Working with columns and sorting

Overview

Teaching: 5 min
Exercises: 5 min
Questions
  • How do I move, rename or remove columns in OpenRefine?

  • How do I sort data in OpenRefine?

Objectives
  • Explain how to reorder, rename and remove columns

  • Explain how to sort data in columns

Reordering columns

You can re-order the columns by clicking the drop-down menu at the top of the first column (labelled ‘All’), and choosing Edit columns->Re-order / remove columns ….

You can then drag and drop column names to re-order the columns, or remove columns completely if they are not required.

Renaming columns

You can rename a column by opening the drop-down menu at the top of the column that you would like to rename, and choosing ‘Edit column’ > ‘Rename this column’. You will then be prompted to enter the new column name.

Sorting data

You can sort data in OpenRefine by clicking on the drop-down menu for the column you want to sort on, and choosing Sort.

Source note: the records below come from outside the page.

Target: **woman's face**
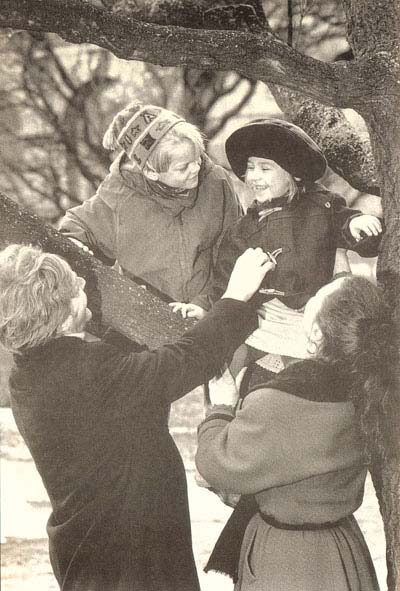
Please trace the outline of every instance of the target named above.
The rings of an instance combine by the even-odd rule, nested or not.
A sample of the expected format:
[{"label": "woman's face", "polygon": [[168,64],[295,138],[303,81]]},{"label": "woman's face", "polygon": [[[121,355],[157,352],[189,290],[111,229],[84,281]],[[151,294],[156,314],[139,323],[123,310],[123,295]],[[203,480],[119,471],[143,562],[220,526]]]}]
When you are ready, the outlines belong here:
[{"label": "woman's face", "polygon": [[92,318],[92,313],[87,307],[87,296],[85,293],[86,281],[83,277],[75,275],[77,294],[71,300],[71,325],[69,332],[82,332],[85,325]]},{"label": "woman's face", "polygon": [[190,141],[183,141],[171,150],[171,163],[166,172],[158,172],[158,180],[175,189],[194,189],[199,182],[201,156]]},{"label": "woman's face", "polygon": [[311,340],[315,340],[315,338],[313,337],[315,337],[315,333],[319,330],[316,319],[319,311],[323,306],[324,301],[328,296],[330,296],[332,293],[341,288],[342,283],[345,279],[345,277],[339,277],[338,279],[335,279],[334,281],[327,283],[317,291],[315,296],[308,300],[306,307],[304,309],[303,321],[306,335],[308,338],[311,337]]},{"label": "woman's face", "polygon": [[251,156],[247,161],[245,183],[259,203],[283,197],[292,183],[292,176],[274,160]]}]

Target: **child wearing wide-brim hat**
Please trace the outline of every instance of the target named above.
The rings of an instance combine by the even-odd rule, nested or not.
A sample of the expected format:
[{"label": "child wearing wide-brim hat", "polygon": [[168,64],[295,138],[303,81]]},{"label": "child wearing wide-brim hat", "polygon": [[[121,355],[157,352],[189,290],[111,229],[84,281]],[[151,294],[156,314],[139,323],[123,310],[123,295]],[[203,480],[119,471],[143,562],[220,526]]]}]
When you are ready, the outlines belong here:
[{"label": "child wearing wide-brim hat", "polygon": [[[339,195],[317,181],[327,168],[318,145],[299,127],[280,119],[252,121],[227,139],[226,155],[237,177],[254,195],[247,213],[221,242],[212,289],[201,309],[182,307],[201,317],[218,300],[238,254],[261,247],[276,262],[255,304],[258,328],[234,358],[234,373],[257,360],[279,372],[293,359],[307,358],[303,310],[322,285],[331,281],[338,248],[376,256],[382,231],[378,218],[350,209]],[[236,360],[236,361],[235,361]]]}]

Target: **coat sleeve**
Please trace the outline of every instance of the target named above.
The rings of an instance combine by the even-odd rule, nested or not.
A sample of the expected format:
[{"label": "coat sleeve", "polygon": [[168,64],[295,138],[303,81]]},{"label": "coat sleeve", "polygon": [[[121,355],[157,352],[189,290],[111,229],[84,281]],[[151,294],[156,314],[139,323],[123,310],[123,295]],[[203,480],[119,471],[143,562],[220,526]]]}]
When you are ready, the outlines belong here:
[{"label": "coat sleeve", "polygon": [[351,403],[303,401],[274,388],[251,392],[231,420],[199,426],[196,466],[213,487],[254,494],[359,461]]},{"label": "coat sleeve", "polygon": [[[347,207],[345,200],[334,195],[332,201],[333,232],[336,248],[353,250],[362,257],[378,256],[382,234],[379,236],[366,236],[359,242],[353,238],[349,230],[353,218],[363,215],[358,209]],[[383,223],[383,221],[381,220]]]},{"label": "coat sleeve", "polygon": [[113,265],[116,256],[116,214],[103,198],[107,192],[100,185],[97,193],[77,207],[69,209],[61,220],[60,231],[86,244],[103,263]]},{"label": "coat sleeve", "polygon": [[218,253],[219,243],[222,240],[222,236],[227,228],[230,228],[235,222],[243,215],[243,208],[240,204],[239,197],[236,194],[235,188],[229,175],[227,173],[224,179],[223,191],[224,191],[224,211],[222,219],[222,232],[221,239],[216,243],[215,254]]},{"label": "coat sleeve", "polygon": [[232,228],[228,228],[221,240],[217,260],[214,267],[214,277],[204,292],[192,300],[193,304],[203,310],[209,310],[224,294],[235,266],[236,259],[245,251],[239,241],[235,240]]},{"label": "coat sleeve", "polygon": [[110,348],[107,365],[117,376],[115,391],[131,406],[149,398],[170,404],[216,374],[251,332],[252,320],[249,305],[223,299],[174,344],[128,354]]},{"label": "coat sleeve", "polygon": [[199,426],[196,466],[213,487],[253,494],[287,479],[287,463],[279,461],[284,425],[268,420],[267,397],[252,392],[233,420],[216,410]]}]

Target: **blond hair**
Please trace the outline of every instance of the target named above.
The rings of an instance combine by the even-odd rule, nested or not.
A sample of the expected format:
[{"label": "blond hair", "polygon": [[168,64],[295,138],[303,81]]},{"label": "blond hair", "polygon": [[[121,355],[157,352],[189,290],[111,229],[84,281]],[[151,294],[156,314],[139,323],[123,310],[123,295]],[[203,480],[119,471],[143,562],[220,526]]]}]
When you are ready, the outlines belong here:
[{"label": "blond hair", "polygon": [[204,153],[204,139],[200,130],[187,121],[177,123],[160,140],[153,152],[150,154],[147,165],[151,166],[156,172],[167,172],[174,154],[183,142],[190,142],[195,151],[196,158]]},{"label": "blond hair", "polygon": [[12,353],[57,336],[78,294],[68,263],[39,248],[12,244],[0,252],[0,344]]}]

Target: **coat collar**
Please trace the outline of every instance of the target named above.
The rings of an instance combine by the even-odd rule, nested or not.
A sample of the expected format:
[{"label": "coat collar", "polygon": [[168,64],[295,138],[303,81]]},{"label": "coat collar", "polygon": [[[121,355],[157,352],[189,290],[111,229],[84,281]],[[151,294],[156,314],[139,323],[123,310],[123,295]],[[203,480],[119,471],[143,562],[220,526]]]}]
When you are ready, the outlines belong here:
[{"label": "coat collar", "polygon": [[[270,379],[270,372],[258,372],[249,391],[274,388],[313,402],[345,402],[349,385],[345,374],[333,364],[316,359],[298,361]],[[258,382],[258,383],[257,383]]]}]

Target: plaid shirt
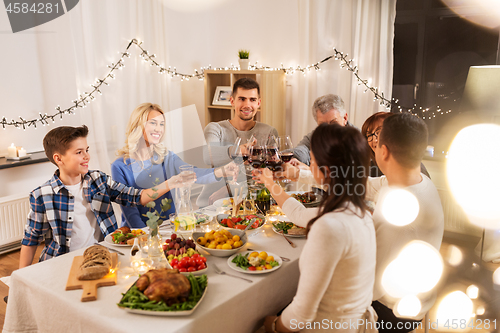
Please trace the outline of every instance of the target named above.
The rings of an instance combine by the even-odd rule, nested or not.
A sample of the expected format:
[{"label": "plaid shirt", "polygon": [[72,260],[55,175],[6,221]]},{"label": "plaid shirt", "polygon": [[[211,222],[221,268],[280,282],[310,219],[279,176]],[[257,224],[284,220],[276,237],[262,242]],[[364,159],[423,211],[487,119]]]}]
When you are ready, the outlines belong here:
[{"label": "plaid shirt", "polygon": [[[105,236],[118,228],[111,201],[123,206],[135,206],[139,204],[141,192],[115,182],[98,170],[87,172],[83,178],[83,195]],[[52,179],[30,193],[31,209],[22,244],[38,245],[41,237],[48,233],[40,261],[69,252],[74,201],[73,195],[59,179],[59,170]]]}]

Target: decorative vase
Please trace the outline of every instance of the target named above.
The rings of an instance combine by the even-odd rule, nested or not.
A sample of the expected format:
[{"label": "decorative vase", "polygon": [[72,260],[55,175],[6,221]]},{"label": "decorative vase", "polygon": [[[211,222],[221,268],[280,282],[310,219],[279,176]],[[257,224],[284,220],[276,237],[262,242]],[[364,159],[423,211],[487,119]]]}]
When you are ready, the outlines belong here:
[{"label": "decorative vase", "polygon": [[155,229],[149,229],[147,247],[149,259],[154,260],[162,256],[162,239],[160,233],[158,232],[158,227],[156,227]]},{"label": "decorative vase", "polygon": [[250,65],[250,59],[239,59],[240,70],[248,70]]}]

Once you have sorted the data, a new Sort drop-down menu will be displayed.

Unlike in Excel, ‘Sorts’ in OpenRefine are temporary - that is, if you remove the Sort, the data will go back to its original ‘unordered’ state. The ‘Sort’ drop-down menu lets you amend the existing sort (e.g., reverse the sort order), remove existing sorts, and/or make sorts permanent.

You can sort on multiple columns at the same time by adding another sorted column (in the same way).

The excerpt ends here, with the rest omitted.